In a fair,if 12 generators work for 6 hours a day,then deposited oil is finished in 7 days.If generators run for 4 hours a day for 9 days,then let us find how many generators can run with out remaining amount of oil
Answers
Let's first find the amount of oil that is deposited in one day by 12 generators working for 6 hours. Let the amount of oil deposited in one day be O:
12 generators * 6 hours/day = 72 generator-hours/day
O * 7 days = 72 generator-hours/day
O = 72/7 = 10.2857 (approximately)
So, the amount of oil deposited in one day by 12 generators working for 6 hours is approximately 10.2857.

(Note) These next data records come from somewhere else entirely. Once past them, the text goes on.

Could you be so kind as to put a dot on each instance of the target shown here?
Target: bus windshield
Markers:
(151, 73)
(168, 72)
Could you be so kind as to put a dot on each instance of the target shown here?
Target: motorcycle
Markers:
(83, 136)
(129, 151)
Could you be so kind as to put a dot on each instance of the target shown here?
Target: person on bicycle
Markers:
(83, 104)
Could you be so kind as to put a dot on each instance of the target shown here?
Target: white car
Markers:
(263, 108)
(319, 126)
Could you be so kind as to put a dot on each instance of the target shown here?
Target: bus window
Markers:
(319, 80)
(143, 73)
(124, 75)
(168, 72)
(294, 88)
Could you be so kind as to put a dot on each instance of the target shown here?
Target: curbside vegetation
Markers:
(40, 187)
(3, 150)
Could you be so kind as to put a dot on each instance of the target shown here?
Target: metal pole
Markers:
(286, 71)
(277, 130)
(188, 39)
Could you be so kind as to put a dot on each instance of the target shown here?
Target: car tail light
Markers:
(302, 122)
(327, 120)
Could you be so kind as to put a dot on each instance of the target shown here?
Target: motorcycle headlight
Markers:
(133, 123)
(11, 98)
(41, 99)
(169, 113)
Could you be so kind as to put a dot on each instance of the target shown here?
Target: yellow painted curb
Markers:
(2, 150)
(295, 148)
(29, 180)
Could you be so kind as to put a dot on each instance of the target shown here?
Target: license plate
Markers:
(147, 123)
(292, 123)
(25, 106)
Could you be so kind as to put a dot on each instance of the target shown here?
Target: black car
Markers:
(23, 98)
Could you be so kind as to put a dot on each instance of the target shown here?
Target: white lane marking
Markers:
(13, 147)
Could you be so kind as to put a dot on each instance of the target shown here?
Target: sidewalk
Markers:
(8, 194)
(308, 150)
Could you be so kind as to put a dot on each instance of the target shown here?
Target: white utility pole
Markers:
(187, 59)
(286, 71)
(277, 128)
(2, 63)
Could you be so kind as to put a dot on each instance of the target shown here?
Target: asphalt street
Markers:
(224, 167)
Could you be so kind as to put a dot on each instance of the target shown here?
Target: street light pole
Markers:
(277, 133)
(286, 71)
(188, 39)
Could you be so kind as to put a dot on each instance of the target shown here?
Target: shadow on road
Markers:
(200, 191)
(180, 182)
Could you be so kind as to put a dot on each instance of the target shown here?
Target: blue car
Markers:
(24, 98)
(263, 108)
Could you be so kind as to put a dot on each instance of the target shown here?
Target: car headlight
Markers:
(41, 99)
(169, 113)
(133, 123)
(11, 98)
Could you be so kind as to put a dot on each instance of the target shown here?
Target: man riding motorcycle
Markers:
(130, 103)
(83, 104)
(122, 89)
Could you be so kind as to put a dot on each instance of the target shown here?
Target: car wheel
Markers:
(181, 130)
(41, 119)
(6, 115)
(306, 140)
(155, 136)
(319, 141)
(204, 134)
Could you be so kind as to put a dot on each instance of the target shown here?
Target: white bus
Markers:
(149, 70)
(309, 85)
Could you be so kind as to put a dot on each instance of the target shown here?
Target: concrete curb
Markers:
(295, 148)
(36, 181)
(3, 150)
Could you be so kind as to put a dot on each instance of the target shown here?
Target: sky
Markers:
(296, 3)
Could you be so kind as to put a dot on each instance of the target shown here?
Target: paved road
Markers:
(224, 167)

Now let's find the amount of oil required to run the generators for 4 hours a day for 9 days. Let the amount of oil required for one generator to run for 4 hours be o:
1 generator * 4 hours/day = 4 generator-hours/day
o * 9 days * x generators = 4 generator-hours/day * 9 days * x generators
o * 9 * x = 36 * x
where x is the number of generators that can run without remaining oil.
So, the amount of oil required to run x generators for 4 hours a day for 9 days is 36x.
Since the amount of oil deposited in one day is approximately 10.2857, we can find the number of generators that can run for 9 days without remaining oil:
10.2857 * 7 days / (4 hours/day) * x generators = 36x
28.6x = 72.0
x = 2.52
Therefore, approximately 2 or 3 generators can run for 4 hours a day for 9 days without remaining oil.